While CoverMyMeds was the biggest Midwest exit of 2017, Chicago still dominates the region.

Of the $5.1 billion in exits generated in the Midwest, $2.6 billion came from Chicago exits. This is triple what Chicago exit values were in 2016, which amounted to $859 million.

Looking forward, VentureBeat predicts that 2018 “may end up being an even stronger year for exits than years prior, creating a halo effect in the Midwest that spurs more startup investment.”

TRADE TALK

• Politico reports that representatives from 25 chambers of commerce and boards of trade across North America, including Cleveland, issued a joint statement in Montreal on Monday, Jan. 22, “stressing the benefits of NAFTA and warning about the costs of withdrawal.” U.S. cities represented on the list included Albany, Boston, Cleveland, Dallas, Detroit, Kansas City, Los Angeles, Minneapolis and San Antonio. “We the undersigned share a common desire to maintain free trade between the United States, Mexico and Canada, [and] urge our respective governments to come to an agreement on an updated NAFTA and to maintain it for the future economic success of all three nations,” the groups said.

• President Donald Trump’s decision on Monday to slap steep tariffs on imports of washing machines and solar energy cells and panels has the backing of both of Ohio’s U.S. senators. Sen. Sherrod Brown, D-Cleveland, who has long advocated for relief for Clyde, Ohio-based Whirlpool, said in a statement that jobs there “have been threatened by a surge of cheap washers. These tariffs will help level the playing field, and show anyone who tries to cheat our trade laws that they won’t get away with it. I applaud the administration for this strong relief, and will continue to work to strengthen our trade laws so this cheating can’t happen in the first place.” Sen. Rob Portman, R-Cincinnati, said he was pleased the administration has “taken decisive action to level the playing field and protect American jobs. After moving their production from overseas back to Clyde, Whirlpool has had to fight a series of cases against companies who would rather cheat than compete. Sen. Brown and I fought for Whirlpool’s hardworking Ohio employees earlier this month, and I am pleased to see that much of our recommendation is reflected in (Monday’s) remedy.”

POWER PLAY

Puerto Rico’s governor intends to sell off the U.S. territory’s troubled power utility to the private sector, Reuters reports, but a Cleveland-based energy expert isn’t impressed with the plan.

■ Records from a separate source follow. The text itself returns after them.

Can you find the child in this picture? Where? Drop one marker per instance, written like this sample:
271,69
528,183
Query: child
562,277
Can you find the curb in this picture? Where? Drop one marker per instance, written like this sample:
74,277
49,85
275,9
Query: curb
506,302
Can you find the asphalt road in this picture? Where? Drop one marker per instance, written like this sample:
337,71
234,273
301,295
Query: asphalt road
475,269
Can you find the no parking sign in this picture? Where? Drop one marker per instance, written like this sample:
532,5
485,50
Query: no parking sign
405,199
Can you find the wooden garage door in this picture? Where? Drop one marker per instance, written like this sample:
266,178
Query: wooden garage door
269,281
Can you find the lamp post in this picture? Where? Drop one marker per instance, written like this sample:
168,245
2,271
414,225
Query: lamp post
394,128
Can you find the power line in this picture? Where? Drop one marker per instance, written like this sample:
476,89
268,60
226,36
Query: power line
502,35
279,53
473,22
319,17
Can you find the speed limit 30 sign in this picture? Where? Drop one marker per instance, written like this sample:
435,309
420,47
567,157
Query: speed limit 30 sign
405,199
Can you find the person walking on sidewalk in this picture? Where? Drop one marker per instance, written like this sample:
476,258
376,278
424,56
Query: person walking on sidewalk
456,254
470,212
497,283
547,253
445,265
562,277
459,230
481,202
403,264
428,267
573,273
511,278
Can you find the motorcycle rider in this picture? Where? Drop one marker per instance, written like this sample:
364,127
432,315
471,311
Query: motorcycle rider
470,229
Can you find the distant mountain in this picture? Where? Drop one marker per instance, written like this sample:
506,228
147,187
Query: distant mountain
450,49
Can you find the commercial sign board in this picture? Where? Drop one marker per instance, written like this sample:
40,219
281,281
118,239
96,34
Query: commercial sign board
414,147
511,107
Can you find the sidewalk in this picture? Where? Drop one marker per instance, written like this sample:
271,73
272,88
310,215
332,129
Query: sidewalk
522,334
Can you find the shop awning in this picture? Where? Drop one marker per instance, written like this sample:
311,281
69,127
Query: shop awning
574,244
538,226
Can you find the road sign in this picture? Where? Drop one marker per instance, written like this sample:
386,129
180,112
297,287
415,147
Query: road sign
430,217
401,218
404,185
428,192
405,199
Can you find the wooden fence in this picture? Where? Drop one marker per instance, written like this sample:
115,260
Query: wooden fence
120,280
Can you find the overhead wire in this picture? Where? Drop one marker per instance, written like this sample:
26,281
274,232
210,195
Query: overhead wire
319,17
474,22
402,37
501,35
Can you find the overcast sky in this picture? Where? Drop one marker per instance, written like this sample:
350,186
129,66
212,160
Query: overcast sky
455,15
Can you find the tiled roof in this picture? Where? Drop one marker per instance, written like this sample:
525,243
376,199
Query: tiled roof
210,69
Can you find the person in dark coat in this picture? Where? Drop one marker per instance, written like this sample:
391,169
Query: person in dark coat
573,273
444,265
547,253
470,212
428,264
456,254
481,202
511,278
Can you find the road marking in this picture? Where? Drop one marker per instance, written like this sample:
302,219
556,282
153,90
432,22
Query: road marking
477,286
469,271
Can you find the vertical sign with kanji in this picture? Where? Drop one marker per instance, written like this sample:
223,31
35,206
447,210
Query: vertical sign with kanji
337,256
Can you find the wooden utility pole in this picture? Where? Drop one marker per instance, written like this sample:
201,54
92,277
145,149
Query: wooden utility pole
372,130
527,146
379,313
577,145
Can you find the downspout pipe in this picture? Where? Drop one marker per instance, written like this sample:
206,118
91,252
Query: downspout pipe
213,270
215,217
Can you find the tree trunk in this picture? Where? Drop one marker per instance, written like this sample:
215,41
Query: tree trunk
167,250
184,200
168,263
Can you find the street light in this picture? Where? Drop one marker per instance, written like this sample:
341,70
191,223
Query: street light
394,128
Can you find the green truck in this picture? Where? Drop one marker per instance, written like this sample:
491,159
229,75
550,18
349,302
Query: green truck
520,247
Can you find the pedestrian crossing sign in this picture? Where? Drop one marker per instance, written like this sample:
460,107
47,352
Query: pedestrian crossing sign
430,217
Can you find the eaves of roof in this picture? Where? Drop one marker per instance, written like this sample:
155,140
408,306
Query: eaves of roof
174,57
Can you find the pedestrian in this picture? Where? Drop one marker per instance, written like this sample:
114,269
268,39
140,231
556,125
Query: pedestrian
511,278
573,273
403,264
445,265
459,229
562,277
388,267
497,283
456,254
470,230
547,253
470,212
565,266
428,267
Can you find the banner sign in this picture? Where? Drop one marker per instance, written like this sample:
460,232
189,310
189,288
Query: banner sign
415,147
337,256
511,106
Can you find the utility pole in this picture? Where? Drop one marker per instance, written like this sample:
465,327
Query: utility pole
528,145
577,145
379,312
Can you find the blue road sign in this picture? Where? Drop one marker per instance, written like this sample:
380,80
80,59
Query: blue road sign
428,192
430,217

The news service notes that the Puerto Rico Electric Power Authority “has yet to recover fully” from the devastation wrought by Hurricane Maria in late September. Less than 64% of homes and businesses are receiving power, according to the latest data from the U.S. Department of Energy.

Gov. Ricardo Rossello says the authority “has become a heavy burden on our people, who are now hostage to its poor service and high cost.” He said the process for breaking up the company would occur in three phases, calling it a move toward a “consumer-centered model.”

Tom Sanzillo, director of finance for the Institute for Energy Economics and Financial Analysis in Cleveland, is skeptical of the plan Rossello outlined.

“He’s got no energy plan, no financial analysis, if he thinks he’s going to sell it off and the private sector is going to come in and invest, that is a recipe for Puerto Rico being raked over the coals by private interests,” Sanzillo tells Reuters.

He adds, “This will produce a maximum amount of corruption and a minimal amount of electricity.”

Originally featured in Crain’s Cleveland.